P695 - USING ITEM RESPONSE THEORY TO IDENTIFY ESSENTIAL ITEMS OF SCREEN-14 TO DETERMINE NUTRITION RISK IN COMMUNITY-LIVING OLDER ADULTS
P695
USING ITEM RESPONSE THEORY TO IDENTIFY ESSENTIAL ITEMS OF SCREEN-14 TO DETERMINE NUTRITION RISK IN COMMUNITY-LIVING OLDER ADULTS
H. Keller1,2,*, M. Jackson1, M. Holmes3, M. Mourtzakis1, S. Kirkpatrick3
1Kinesiology and Health Sciences, University of Waterloo, 2Schlegel-UW Research Institute for Aging, 3School of Public Health Sciences, University of Waterloo, Waterloo, Canada
Rationale: Identification of nutrition risk in older adults is beneficial to improving nutritional status and preventing adverse outcomes. Simple, efficient screening tools are needed. SCREEN-14 is currently 14 main and 3 sub-items, which is too long for routine screening in primary care. The purpose of this study was to use Item Response Theory to develop a shorter version of SCREEN-14.
Methods: An online version of SCREEN-14 was completed by 20,093 Canadians. The Graded Response Model, suitable for items with ordinal response options, was used to identify items based on their ability to differentiate between levels of nutrition risk. Items that provided greater measurement value were considered for inclusion in two candidate abbreviated versions: one derived from the full sample and one based on respondents aged 75 and older. This latter model was more inclusive of key risk factors and was selected by the research team for use in model testing.
Results: The abbreviated version included eight items: weight change, intentionality of weight change, skipping meals, appetite, vegetable and fruit intake, fluid intake, difficulty chewing, and challenges with grocery shopping. The Test Information Function indicated that the eight selected items provided strong measurement precision across levels of nutrition risk, particularly among individuals at higher risk (i.e., those with lower scores). Model fit indices confirmed adequacy of the abbreviated version (M2 = 2247.87 df=20, p<0.001; RMSEA= 0.075; CFI= 0.905; TLI=0.868).

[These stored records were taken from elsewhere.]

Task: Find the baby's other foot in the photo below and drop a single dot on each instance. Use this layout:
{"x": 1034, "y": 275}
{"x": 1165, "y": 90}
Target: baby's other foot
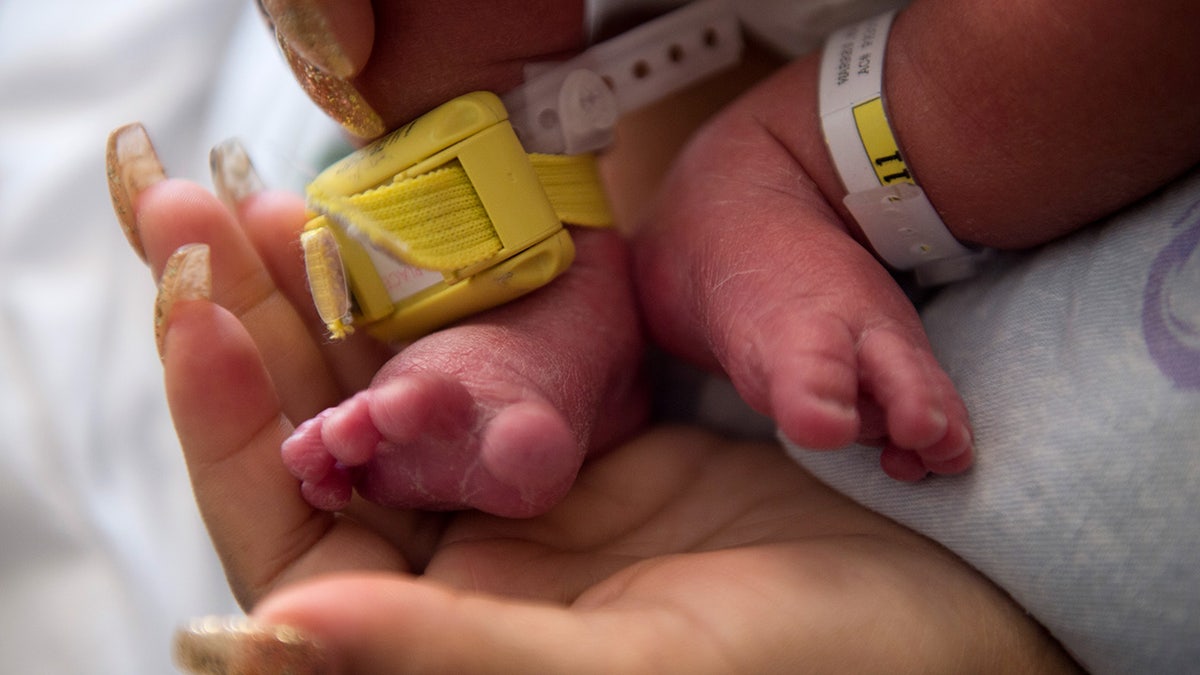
{"x": 497, "y": 413}
{"x": 744, "y": 266}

Conclusion: This study identified items to produce a shortened version of the SCREEN-14 that appropriately scaled respondents according to their level of nutritional risk. This abbreviated version requires further testing and specifically criterion validation with a dietitian assessment of risk but holds promise as a potential short tool for use in clinical practice.